Brittany Maxey, Esq. presents at the Southwest Florida SCORE Chapter and the Naples SCORE Chapter

Brittany Maxey of Maxey Law Offices, PLLC recently presented “Intellectual Property, Anyone?” at the Southwest Florida SCORE Chapter and the Naples SCORE Chapter. SCORE is a nationwide, non-profit association dedicated to educating entrepreneurs and small businesses on matters essential to growth and success.  Maxey’s presentation educated attendees on the importance of Intellectual Property to their businesses.

“Intellectual Property Iconathon” by Kyle Chapin, Esq.

Intellectual Property Iconathon

On August 28, 2015, the United States Patent and Trademark Office and the Noun Project, a California-based organization that promotes the development of symbols to build a visual language, teamed together to hold, what they have dubbed, the “USPTO Iconathon”. This event aimed to create a set of universally recognized icons representing various Intellectual Property terms and concepts. Groups of intellectual property experts, designers from AIGA D.C. and Code for NOVA, and members of the public worked together and developed 19 new icons that are ready to be used around the world. http://www.uspto.gov/blog/director/entry/icons_for_intellectual_property_concepts; https://thenounproject.com/USPTO/.

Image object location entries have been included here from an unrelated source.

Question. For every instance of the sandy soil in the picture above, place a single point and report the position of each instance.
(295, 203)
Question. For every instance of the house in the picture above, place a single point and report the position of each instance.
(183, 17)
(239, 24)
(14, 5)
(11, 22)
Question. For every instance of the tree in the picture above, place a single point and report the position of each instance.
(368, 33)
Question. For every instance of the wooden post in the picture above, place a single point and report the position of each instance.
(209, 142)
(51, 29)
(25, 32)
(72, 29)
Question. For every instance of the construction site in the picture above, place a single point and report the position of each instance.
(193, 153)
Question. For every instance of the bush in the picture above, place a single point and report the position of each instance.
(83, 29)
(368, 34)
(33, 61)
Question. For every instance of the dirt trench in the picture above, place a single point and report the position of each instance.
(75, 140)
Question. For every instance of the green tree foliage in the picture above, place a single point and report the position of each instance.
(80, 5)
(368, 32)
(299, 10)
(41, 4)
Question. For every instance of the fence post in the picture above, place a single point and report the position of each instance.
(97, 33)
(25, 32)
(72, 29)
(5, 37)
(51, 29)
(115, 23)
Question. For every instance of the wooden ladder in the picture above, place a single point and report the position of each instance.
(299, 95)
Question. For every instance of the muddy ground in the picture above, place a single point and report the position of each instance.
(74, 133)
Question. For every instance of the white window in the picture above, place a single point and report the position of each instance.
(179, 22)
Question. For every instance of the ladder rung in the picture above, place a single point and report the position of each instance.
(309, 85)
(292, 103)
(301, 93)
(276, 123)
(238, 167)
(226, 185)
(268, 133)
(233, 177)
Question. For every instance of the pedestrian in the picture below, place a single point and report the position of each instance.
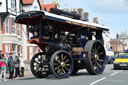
(1, 54)
(21, 66)
(11, 66)
(3, 67)
(17, 64)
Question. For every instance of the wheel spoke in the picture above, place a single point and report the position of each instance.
(100, 53)
(98, 64)
(57, 67)
(66, 68)
(37, 69)
(100, 60)
(66, 64)
(66, 61)
(98, 48)
(57, 59)
(58, 71)
(63, 70)
(62, 58)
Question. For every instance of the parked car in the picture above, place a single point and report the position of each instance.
(121, 61)
(109, 60)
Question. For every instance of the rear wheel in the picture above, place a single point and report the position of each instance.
(39, 65)
(96, 59)
(61, 64)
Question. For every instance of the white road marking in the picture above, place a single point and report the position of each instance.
(97, 81)
(115, 73)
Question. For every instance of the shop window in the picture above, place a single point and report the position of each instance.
(7, 49)
(6, 25)
(13, 27)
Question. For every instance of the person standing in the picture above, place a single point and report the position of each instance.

Brittany Maxey, Esq. Presents at SCORE

Brittany Maxey of Maxey Law Offices, PLLC recently presented for the “Intellectual Property, Anyone?” SCORE workshop in St. Petersburg. SCORE is a nationwide, non-profit association dedicated to educating entrepreneurs and small businesses on matters essential to growth and success.  Maxey’s presentation educated attendees on the importance of Intellectual Property to their businesses.